Opini: Hendrianto

Runtuhnya Nilai Adat


Selasa, 03 Mei 2022 - 14:57:27 WIB
Runtuhnya Nilai Adat Hendrianto dengan latar belakang rumah dalam IV Koto Lb Ambacang

Idul fitri tahun 2001 adalah masa berakhirnya tradsi pulang basamo ke "Rumah Dalam" bagi Ninik mamak pemangku adat Kenegerian IV Koto Lubuk Ambacang-Kuansing. Sebelumnya rutin dilakukan. Setiap tahun di hari pertama. Setelah selesai melaksanakan Salat idul Fitri.

Ninik mamak yang disebut dengan bilangan 27 terdiri dari 10 Datuk, orang 16 serta satu Datuk pucuk (Datuk Songgo)  pulang bersama ke  rumah dalam (Rumah Godang) untuk saling bersilaturahmi.

Di momen itu, mereka tidak hanya sekedar berjabatan tangan, tapi juga membicarakan persoalan persoalan terkait silang sengketa adat untuk diselesaikakln secara adat. 

Sementara cucu kemenakan para Datuk, duduk bersimpuh diluar rumah itu sembari mendengar pituah yang nantinya akan diberikan oleh para pemangku adat tersebut.

Momen inilah yang sangat ditunggu oleh para cucu kemenakan, baik yang tinggal dikampung halaman, maupun yang sehari hari tinggal diperantauan. Mereka pulang basamo di hari idul Fitri.

Sebelum generasi android menghantam kehidupan sosial, dulu masyarakat Kenegerian ini sangat patuh dengan pituah dan perintah adat. Tak ada ceritanya bisa bersenda gurau dengan kerabat sasuku, terlebih untuk kaum perempuan dan laki laki. Mereka dibatasi oleh aturan adat.

Yang bisa bersenda gurau hanya untuk kerabat yang sebako, atau yang bisa nikah menurut silsilah adat. Anak amai atau anak mamak, baru bisa . Selain itu tidak.

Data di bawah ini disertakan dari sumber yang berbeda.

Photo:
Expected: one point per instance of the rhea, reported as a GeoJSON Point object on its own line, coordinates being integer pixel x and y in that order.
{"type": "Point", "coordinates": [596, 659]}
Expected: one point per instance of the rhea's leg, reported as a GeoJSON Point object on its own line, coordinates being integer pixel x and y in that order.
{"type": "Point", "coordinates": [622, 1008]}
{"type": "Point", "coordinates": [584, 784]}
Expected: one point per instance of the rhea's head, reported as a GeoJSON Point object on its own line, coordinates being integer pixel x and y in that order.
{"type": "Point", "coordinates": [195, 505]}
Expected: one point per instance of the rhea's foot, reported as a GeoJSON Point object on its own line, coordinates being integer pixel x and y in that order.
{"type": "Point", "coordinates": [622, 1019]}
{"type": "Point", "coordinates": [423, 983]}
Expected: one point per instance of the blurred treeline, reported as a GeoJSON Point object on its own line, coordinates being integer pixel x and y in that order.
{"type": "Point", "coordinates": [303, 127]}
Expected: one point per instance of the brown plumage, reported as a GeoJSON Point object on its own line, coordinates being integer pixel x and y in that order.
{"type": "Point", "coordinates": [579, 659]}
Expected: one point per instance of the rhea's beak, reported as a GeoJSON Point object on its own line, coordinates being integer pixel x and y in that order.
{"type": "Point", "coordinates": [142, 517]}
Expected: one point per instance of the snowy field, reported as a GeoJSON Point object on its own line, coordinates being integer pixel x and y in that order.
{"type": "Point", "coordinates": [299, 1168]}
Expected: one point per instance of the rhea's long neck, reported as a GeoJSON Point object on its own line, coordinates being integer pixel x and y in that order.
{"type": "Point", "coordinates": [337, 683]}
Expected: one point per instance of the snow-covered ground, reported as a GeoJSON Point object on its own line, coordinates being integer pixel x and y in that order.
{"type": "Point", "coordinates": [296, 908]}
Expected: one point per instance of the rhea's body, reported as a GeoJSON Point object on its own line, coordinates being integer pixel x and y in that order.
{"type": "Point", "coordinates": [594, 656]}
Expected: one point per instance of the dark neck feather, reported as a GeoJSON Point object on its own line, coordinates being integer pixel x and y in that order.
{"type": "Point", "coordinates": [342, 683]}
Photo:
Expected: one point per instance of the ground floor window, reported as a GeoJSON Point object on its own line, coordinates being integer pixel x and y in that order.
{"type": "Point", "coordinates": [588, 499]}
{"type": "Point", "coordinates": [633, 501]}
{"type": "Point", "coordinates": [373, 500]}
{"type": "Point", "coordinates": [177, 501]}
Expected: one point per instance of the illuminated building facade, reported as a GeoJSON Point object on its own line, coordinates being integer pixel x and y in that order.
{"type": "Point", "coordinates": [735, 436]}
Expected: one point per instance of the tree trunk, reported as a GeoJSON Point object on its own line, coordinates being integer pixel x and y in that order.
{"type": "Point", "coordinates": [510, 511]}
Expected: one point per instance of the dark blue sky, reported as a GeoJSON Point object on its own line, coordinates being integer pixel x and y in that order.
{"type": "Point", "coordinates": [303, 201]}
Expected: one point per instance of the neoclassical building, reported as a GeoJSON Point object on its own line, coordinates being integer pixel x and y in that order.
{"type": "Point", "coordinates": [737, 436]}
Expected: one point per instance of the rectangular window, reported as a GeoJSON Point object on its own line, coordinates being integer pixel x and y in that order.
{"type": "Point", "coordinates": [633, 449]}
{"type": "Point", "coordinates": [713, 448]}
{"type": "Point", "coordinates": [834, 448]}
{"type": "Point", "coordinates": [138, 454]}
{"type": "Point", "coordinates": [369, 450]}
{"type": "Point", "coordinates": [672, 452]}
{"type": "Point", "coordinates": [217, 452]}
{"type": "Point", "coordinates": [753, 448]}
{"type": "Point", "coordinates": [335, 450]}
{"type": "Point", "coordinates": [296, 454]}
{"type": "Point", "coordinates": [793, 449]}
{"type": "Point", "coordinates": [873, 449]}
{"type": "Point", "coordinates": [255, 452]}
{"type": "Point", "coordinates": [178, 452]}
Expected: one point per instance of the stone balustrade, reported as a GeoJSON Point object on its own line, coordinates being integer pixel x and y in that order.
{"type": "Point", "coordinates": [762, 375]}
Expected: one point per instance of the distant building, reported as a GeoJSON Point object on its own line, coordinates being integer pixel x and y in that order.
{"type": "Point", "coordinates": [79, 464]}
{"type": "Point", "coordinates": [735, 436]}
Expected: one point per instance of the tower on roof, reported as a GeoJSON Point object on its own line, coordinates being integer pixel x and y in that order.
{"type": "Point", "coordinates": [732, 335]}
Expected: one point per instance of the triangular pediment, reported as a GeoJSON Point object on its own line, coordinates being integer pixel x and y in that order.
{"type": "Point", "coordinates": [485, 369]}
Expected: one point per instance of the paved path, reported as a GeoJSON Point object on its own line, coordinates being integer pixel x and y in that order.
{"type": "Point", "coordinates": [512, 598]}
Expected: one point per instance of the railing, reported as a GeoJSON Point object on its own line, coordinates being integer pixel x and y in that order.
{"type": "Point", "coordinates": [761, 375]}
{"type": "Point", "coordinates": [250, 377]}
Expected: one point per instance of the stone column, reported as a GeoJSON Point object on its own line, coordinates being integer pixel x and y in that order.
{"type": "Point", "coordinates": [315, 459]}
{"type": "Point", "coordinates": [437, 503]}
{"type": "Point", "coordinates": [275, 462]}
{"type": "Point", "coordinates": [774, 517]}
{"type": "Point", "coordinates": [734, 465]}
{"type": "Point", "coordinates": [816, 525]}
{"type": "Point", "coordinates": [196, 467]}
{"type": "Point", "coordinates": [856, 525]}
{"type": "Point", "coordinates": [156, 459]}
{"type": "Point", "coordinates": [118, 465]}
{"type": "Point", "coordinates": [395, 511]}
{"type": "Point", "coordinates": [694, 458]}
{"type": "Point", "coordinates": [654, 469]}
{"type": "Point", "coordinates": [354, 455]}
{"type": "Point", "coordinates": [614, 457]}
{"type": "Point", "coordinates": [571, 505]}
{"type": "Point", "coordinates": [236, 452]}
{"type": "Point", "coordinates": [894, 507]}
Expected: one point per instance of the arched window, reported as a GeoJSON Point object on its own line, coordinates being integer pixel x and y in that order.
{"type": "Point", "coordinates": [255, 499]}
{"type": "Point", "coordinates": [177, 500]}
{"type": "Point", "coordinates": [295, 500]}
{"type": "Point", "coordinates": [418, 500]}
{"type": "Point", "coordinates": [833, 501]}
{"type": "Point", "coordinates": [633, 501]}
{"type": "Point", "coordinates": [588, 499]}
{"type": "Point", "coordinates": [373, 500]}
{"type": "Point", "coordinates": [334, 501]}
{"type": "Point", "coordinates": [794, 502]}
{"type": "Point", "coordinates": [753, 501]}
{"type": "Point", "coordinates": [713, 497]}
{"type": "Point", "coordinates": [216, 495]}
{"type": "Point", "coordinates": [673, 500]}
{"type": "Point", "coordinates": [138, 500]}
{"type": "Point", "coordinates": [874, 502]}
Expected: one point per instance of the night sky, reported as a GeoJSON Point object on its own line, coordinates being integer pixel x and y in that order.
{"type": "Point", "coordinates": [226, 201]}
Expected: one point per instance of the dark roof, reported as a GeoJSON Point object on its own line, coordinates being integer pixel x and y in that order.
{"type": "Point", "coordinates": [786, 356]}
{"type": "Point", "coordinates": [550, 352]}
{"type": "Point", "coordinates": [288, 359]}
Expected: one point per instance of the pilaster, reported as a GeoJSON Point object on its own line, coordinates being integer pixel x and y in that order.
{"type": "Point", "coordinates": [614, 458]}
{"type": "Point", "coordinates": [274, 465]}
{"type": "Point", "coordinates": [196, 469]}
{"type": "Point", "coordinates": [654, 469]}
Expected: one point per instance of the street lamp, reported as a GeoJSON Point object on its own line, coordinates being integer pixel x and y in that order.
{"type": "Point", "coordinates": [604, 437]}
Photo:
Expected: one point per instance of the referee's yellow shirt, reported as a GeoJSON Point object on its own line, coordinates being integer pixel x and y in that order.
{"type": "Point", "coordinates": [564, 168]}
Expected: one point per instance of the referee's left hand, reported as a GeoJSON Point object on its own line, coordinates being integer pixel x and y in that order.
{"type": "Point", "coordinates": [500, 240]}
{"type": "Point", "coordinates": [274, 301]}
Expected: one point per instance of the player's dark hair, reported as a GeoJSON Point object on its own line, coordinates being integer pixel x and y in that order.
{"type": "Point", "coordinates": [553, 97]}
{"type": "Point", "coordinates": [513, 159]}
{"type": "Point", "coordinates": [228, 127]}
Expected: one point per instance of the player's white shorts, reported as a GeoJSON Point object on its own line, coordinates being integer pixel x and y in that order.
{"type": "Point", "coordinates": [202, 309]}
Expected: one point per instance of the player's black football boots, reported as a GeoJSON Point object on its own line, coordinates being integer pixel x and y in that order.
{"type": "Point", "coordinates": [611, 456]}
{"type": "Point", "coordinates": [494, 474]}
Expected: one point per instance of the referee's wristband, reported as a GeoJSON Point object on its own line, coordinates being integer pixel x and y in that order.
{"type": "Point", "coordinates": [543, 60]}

Kini zaman telah berubah. Generasi android telah merubah segalanya. Kebiasaan lama itu telah hilang. Nilai nilai adat pun sudah mulai terkikis. Adat tak lagi Kokoh Jo Pisoko. "Jalan dialiah urang lalu, adat dialiah urang datang" itu yang terjadi.

Entah kebanyakan nonton youtobe atau bermedia sosial, antara mamak dan kemenakan tak lagi beretika seperti dulu kala. Istilah ditinggikan seranting didahulukan selangkah hanya tinggal instrumen semata. 

Zaman memang tidak bisa kita tinggalkan, namun adat jangan lapuk oleh kemajuan zaman. Biar pun zaman berubah nan asal jangan sampai hilang. 

Segera kembalikan ke adat lamo Pisoko usang. Inilah tantangan hebat bagi Lembaga Adat yang ada untuk menata kembali negeri yang beradat ini supaya tidak terkikis oleh perubahan zaman. Kalau tidak segera kembali maka akan terjadi : Jalan dialiah urang lalu, adat dialiah urang datang.

Kini, tak ada lagi pulang basamo ke rumah Godang dihari pertama idul Fitri. Tak ada lagi pituah adat sebagai pedoman bagi cucu kemenakan untuk dipanuti dalam kehidupan sehari hari. Semua berubah drastis dan rumah Godang pun sudah punah.

Kenapa adat melemah...

Mungkin petuah adat berikut bisa menjadi renungan:

"Tanah adat tanah pisoko,
Tanah soko turun temurun,
Tanah tak dapek dibagi-bagi,
Tanah tak dapek dijual boli.

Dijual inyo mambunuah,
Mambunuah adat jo pisoko,
Digadai inyo manconcang,
Manconcang adat jo pisoko.

Dibagi mambuek malu,
Malu sakaum sakorong kampuang,
Malu tak dapek dibagi-bagi,
Aib tak dapek dicuci lagi,". Wallahu alam.